The idea of this project is to segment the neighborhoods of New York City into separate clusters and examine the information about them. A desirable intention is to create the neighborhood cluster’s based on the various information we are able to find, for example:
- location
- restaurants and different venue types
- Uber rides
- meetups
- There could be something interesting in NYC Open Data
- You can use different data that come to your mind as well
Do not include any economic or demographic indicators in our input data. However, further examination might reveal if data above has any relationship with the diversity of a neighborhood and its economics.
- data_preparation.ipynb - contains further information about how to proceed with data preparation
- modeling.ipynb - contains important information about the modeling part of the project
- The NYC neighborhoods can be found here.

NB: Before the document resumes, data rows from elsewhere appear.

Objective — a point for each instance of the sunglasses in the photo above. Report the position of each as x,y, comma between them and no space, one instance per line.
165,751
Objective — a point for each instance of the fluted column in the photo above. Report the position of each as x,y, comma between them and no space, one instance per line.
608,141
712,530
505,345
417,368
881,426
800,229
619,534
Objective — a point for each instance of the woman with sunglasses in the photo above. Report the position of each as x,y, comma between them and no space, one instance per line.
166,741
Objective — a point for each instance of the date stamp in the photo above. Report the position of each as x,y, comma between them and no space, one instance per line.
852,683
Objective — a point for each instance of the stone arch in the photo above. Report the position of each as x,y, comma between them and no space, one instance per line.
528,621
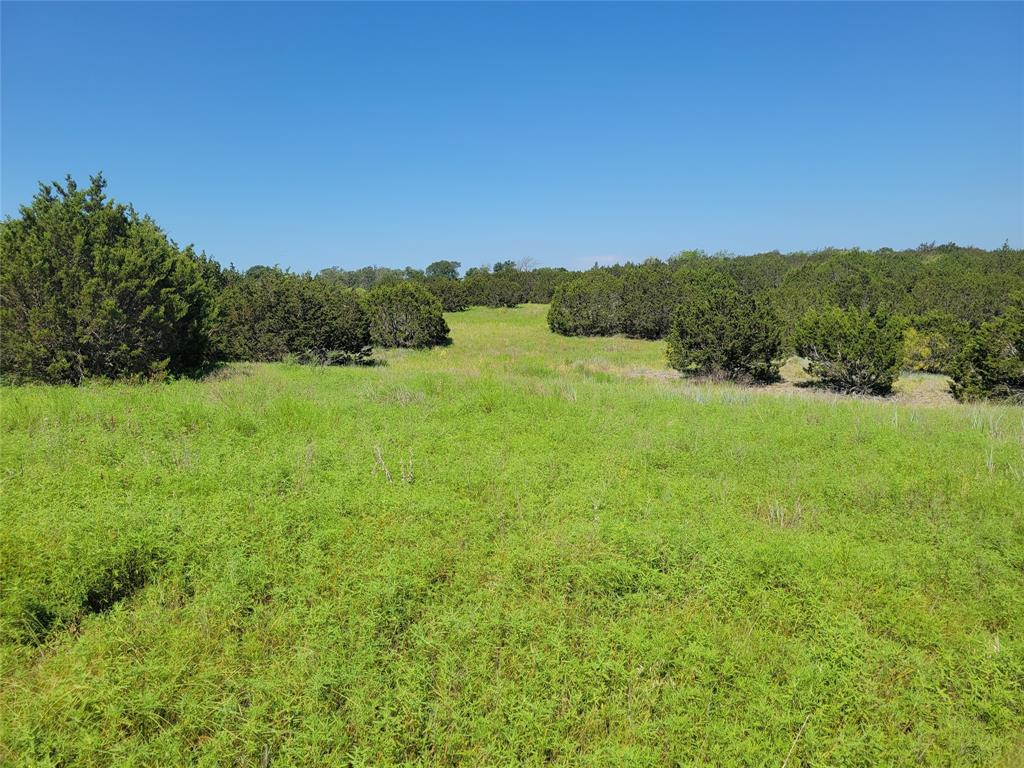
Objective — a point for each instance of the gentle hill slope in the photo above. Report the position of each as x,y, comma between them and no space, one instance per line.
518,549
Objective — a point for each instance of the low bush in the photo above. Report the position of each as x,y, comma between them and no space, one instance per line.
933,342
852,350
406,314
588,305
719,331
648,298
991,364
267,314
451,292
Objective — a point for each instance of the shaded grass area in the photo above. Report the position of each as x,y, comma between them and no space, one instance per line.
568,565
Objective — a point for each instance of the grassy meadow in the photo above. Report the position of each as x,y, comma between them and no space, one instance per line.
520,549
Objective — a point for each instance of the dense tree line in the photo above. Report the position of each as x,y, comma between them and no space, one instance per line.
90,288
857,316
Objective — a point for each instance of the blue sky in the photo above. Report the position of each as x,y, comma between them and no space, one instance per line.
346,134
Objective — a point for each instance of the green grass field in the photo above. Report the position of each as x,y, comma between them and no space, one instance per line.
518,549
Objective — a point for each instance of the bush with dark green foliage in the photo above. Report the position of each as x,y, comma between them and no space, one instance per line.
267,314
648,299
88,288
991,364
506,287
587,305
452,293
933,342
406,314
852,350
719,331
446,269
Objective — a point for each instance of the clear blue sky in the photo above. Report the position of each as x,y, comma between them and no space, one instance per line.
341,134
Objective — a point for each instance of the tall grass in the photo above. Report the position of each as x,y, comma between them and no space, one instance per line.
519,549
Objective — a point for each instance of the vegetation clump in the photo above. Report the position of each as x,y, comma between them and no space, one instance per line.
589,305
852,350
992,361
267,314
88,288
406,314
720,331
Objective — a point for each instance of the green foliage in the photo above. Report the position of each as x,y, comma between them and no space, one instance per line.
448,269
89,288
587,305
452,293
933,342
719,331
648,298
268,314
406,314
587,568
503,288
852,350
991,364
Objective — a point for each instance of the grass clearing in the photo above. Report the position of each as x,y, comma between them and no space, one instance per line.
518,549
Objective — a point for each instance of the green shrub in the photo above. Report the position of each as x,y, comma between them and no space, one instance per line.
507,288
406,314
588,305
933,342
267,314
648,299
852,350
992,361
719,331
89,288
451,292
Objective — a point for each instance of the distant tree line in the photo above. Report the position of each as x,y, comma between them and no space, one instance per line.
90,288
858,317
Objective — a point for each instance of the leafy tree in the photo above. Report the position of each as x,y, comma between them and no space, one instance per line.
587,305
406,314
90,288
719,331
992,361
268,314
648,299
933,342
852,350
452,293
449,269
504,288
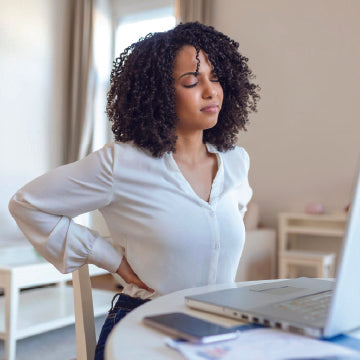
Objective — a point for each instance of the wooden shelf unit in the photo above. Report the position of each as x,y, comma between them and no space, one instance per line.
308,225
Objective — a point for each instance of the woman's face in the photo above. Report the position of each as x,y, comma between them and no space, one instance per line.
199,95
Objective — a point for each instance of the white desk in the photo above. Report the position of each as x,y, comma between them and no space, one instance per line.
130,339
37,310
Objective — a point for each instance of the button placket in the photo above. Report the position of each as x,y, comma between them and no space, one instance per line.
215,246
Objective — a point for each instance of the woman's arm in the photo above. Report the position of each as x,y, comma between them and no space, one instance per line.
44,208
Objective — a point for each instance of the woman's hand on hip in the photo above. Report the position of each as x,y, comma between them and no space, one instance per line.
127,273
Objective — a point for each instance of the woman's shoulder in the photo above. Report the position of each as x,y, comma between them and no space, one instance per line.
235,155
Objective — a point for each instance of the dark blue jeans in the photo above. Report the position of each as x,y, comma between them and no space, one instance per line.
123,306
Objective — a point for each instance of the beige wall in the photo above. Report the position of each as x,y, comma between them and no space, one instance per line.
304,141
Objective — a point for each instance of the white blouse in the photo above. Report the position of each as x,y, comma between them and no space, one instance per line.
170,236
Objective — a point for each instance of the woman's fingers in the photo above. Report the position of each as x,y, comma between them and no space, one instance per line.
127,273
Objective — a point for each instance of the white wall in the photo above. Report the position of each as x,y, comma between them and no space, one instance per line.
31,72
304,140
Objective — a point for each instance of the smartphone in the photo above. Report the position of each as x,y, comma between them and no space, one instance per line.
190,328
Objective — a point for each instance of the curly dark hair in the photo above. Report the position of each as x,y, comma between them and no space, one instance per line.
141,99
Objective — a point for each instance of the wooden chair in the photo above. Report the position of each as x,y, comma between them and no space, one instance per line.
84,314
84,300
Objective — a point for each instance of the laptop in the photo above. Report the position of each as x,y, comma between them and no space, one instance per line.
318,308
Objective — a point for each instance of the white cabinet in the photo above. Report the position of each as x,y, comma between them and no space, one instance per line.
36,310
306,240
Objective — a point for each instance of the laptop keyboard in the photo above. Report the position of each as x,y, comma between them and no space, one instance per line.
312,306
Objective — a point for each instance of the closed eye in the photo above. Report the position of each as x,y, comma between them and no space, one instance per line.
190,86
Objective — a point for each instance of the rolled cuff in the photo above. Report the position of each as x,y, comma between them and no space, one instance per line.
105,255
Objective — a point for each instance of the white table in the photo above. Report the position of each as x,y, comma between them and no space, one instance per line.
34,311
130,339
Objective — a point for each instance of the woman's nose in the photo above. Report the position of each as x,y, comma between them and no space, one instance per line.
210,90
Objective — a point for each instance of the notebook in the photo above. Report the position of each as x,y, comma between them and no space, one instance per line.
318,308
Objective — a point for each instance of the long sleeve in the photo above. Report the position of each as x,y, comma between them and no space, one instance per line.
44,209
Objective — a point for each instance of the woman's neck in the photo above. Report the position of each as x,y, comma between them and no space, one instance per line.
190,150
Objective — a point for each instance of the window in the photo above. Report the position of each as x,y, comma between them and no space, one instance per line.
134,26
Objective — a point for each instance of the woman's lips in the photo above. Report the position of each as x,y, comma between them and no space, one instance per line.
210,109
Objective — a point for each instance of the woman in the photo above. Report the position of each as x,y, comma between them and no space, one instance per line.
172,188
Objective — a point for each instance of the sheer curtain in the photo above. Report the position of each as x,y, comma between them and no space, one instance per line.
89,64
81,83
194,10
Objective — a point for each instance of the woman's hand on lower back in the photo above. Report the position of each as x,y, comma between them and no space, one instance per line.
128,274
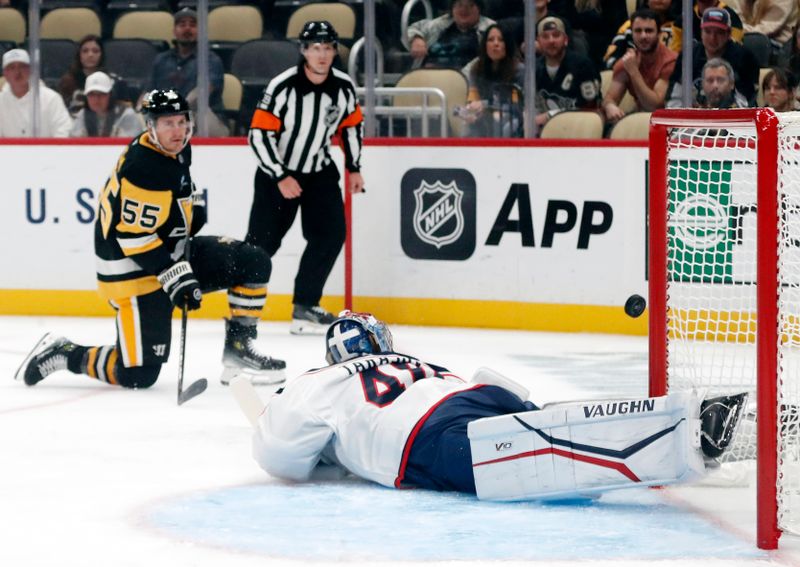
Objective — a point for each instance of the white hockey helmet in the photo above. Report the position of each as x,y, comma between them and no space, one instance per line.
356,334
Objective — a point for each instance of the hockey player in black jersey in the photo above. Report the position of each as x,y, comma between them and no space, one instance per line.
147,212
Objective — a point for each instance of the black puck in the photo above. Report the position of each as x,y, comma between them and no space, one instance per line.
635,305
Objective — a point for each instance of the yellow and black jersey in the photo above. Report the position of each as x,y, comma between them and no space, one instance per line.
143,217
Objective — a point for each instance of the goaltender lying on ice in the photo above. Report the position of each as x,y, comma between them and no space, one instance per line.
398,421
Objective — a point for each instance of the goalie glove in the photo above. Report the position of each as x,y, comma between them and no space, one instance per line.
181,286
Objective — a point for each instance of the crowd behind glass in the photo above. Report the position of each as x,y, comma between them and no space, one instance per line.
590,55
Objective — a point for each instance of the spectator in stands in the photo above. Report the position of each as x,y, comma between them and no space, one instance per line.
496,79
177,69
773,19
104,115
778,88
564,79
624,38
700,7
16,102
789,55
593,23
644,70
451,40
719,86
542,9
716,42
88,59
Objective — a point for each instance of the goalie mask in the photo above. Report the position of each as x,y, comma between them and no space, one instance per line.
159,103
356,334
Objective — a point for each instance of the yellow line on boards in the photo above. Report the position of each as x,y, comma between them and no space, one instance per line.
407,311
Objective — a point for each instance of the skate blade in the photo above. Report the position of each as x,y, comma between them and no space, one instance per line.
267,378
40,346
301,327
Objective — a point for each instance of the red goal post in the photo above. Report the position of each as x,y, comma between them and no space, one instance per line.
724,223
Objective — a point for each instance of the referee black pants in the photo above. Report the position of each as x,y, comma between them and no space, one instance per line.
322,217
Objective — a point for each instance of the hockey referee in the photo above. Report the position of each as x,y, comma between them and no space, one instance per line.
291,130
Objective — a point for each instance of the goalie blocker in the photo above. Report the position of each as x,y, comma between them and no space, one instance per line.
580,449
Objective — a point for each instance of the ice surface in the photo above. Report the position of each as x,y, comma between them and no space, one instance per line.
95,475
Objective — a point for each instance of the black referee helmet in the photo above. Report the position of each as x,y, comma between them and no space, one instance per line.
320,31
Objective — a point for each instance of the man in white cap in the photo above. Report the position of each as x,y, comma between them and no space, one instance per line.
16,101
103,115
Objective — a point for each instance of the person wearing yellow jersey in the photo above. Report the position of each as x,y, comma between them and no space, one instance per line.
148,212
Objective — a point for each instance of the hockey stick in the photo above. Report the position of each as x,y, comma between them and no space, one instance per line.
198,386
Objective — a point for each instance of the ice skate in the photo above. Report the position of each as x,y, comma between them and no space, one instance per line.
310,320
49,354
241,359
720,418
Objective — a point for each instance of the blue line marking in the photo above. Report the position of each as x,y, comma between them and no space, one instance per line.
358,521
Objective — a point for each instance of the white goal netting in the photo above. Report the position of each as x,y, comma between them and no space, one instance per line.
711,295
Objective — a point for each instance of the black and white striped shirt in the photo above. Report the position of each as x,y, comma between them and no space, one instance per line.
292,126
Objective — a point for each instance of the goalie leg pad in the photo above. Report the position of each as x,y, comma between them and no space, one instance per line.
587,448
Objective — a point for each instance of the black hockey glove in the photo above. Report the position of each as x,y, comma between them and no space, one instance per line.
182,287
199,215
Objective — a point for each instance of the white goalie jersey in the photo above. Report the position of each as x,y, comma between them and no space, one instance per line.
360,415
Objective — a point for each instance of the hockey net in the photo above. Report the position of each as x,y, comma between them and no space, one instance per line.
724,283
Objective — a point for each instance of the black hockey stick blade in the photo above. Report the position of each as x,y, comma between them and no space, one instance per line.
195,389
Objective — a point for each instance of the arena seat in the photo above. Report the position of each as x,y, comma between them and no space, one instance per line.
232,101
451,81
70,23
230,26
576,124
255,63
340,15
634,126
259,60
130,59
146,24
234,23
12,25
57,55
759,92
628,103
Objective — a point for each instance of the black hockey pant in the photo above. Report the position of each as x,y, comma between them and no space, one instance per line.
144,326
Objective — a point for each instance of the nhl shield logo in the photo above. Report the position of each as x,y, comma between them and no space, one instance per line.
438,215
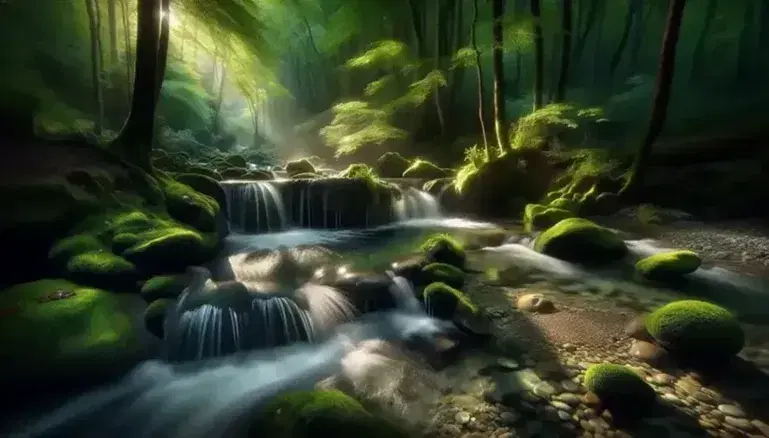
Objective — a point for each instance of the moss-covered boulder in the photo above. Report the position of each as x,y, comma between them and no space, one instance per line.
309,414
58,327
443,248
155,316
620,389
443,301
581,241
422,169
443,273
205,185
391,165
537,217
190,206
668,265
299,166
696,331
163,286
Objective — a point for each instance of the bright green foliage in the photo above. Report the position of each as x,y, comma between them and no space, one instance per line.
42,333
537,216
620,389
443,273
697,331
443,301
318,413
667,265
444,248
580,240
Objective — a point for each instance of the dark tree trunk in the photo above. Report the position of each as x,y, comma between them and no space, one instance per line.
661,96
566,30
135,139
498,69
479,72
630,16
539,55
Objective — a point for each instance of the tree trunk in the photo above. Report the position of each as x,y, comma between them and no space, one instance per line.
96,56
566,30
630,16
112,17
437,66
135,139
498,69
539,55
479,72
662,90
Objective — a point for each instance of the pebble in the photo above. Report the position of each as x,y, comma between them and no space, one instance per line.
732,411
462,417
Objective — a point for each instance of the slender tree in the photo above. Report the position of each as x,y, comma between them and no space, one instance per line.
539,55
498,70
661,96
566,30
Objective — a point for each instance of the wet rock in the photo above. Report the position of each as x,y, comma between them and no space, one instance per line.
535,302
648,352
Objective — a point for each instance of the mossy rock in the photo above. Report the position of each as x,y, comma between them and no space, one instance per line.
537,217
103,269
391,165
56,326
205,185
582,241
565,204
443,273
422,169
155,316
163,286
620,389
315,414
190,206
443,248
299,166
443,301
236,161
228,173
697,331
668,265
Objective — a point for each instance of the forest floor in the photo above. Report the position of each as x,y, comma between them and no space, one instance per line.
535,384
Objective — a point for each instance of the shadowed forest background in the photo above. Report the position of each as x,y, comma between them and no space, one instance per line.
264,78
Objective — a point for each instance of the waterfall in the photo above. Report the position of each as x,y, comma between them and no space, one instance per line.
255,207
416,204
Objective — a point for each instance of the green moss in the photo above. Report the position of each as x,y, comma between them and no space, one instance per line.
697,331
189,206
442,301
423,169
299,166
565,204
102,268
443,248
205,185
155,314
163,286
536,217
580,240
65,249
668,265
41,334
620,389
443,273
309,414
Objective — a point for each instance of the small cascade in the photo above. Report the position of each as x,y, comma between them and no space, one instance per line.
416,204
255,207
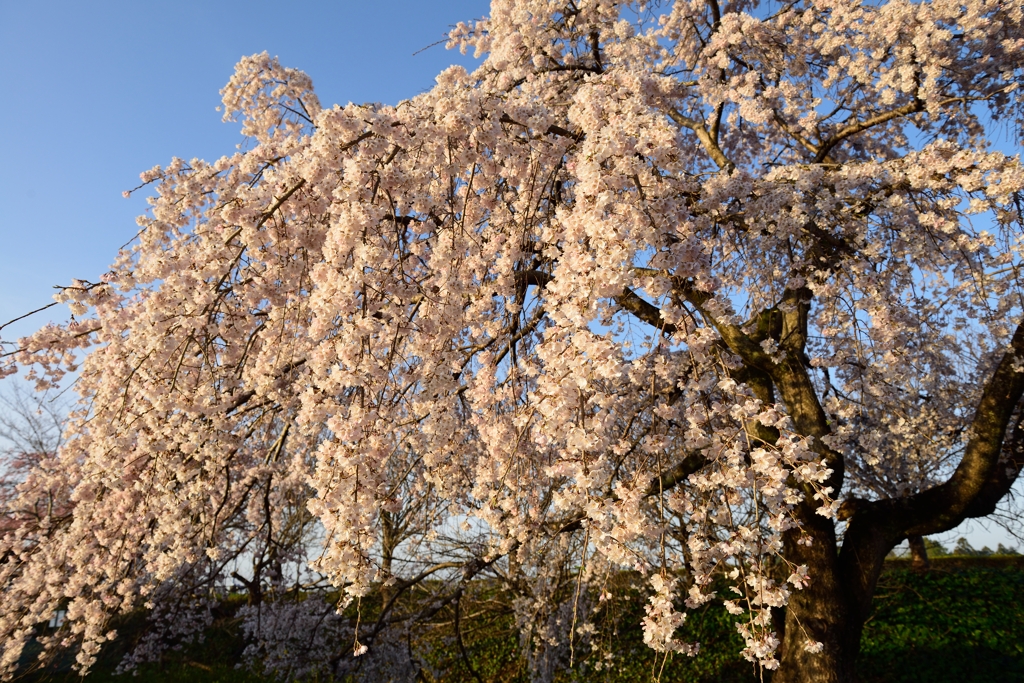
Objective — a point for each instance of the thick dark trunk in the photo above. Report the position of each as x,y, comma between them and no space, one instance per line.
823,612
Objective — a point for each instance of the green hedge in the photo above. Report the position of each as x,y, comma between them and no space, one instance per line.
960,622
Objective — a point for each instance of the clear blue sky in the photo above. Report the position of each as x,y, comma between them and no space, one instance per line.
95,92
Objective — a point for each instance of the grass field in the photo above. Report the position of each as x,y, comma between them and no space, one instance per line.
961,622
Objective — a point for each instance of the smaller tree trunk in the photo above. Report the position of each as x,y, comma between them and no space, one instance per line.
919,552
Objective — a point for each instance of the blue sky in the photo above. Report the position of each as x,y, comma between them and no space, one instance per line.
95,92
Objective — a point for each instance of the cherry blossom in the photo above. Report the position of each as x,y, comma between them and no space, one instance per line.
715,288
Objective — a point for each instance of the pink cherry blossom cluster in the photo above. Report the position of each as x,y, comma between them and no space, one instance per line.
670,278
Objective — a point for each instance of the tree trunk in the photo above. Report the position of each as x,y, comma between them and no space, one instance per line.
822,612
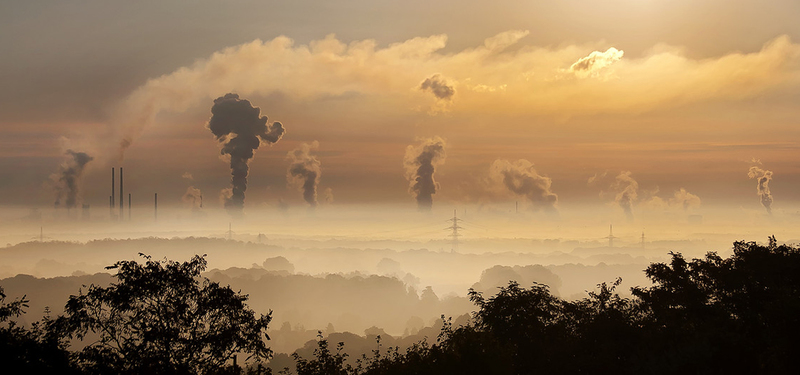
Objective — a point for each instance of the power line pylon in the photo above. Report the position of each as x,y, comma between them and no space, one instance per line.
454,231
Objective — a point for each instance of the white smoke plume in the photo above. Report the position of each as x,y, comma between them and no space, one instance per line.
762,189
304,171
521,178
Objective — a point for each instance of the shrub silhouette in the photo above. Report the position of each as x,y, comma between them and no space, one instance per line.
161,317
705,316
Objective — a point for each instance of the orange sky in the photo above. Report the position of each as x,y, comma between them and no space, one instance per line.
682,95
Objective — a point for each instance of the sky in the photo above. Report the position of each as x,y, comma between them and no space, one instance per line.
667,105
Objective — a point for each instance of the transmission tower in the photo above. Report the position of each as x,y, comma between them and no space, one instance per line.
454,231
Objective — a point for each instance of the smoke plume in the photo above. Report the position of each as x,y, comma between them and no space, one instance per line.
438,86
763,177
193,197
304,172
627,192
240,128
420,163
522,179
66,181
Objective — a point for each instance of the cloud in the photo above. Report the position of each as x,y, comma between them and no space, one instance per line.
596,61
420,163
521,178
681,199
532,78
438,86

- Average housing prices for Manhattan and Brooklyn from July 2020 by City Realty.
- Median housing prices for Manhattan and Brooklyn from Feb 2021 byZumber.
The main goal of this presentation is to prepare you for your Demo Day at the end of the bootcamp where your time will be capped. Therefore, it's important to keep the duration of the presentation to max 5 minutes (number of slides doesn't necessarily determine the duration of the presentation). Focus on explaining what you did, how you approached the problem, what you achieved, and, if appropriate, suggest what else could be done. Don't speak to every single task and step there is, focus more on the highlights and interesting findings instead. If you struggled with something, feel free to mention it, but do not undermine your work by highlighting that part.
- Spend 1 min on project flow structure. Which steps does your project have?
- Spend 1 min on showing different APIs and data sources you took the information and data from.
- were there any interesting findings you came up with during EDA?
- Results (1 min):
- what clustering techniques did you use?
- evaluation metrics
- how did you come up with the number of clusters?
- 1 min on profiling of clusters
- what are the features that show the biggest difference across the clusters?
- what features are showing the biggest correlation with economic indicators?
- Explain the biggest challenges in 1 min.
- what would you do if you have a bit more time?
- Share the link to your project repository through Compass
- The file
submission.csv
that contains two columns, name of the neighborhood and cluster_id, should be included in the repository.
As the first step, we need to parse the original JSON file with the neighborhoods into the Pandas. Afterward, we can start to gather different data from various sources. Spend some time on research of different APIs that could be used. Information from all data sources need to be joined with the neighborhoods before we can proceed with feature engineering and clustering itself. Do not forget about visualizations of clusters and neighborhoods as well becaue there is a lot of things that can be done in this area.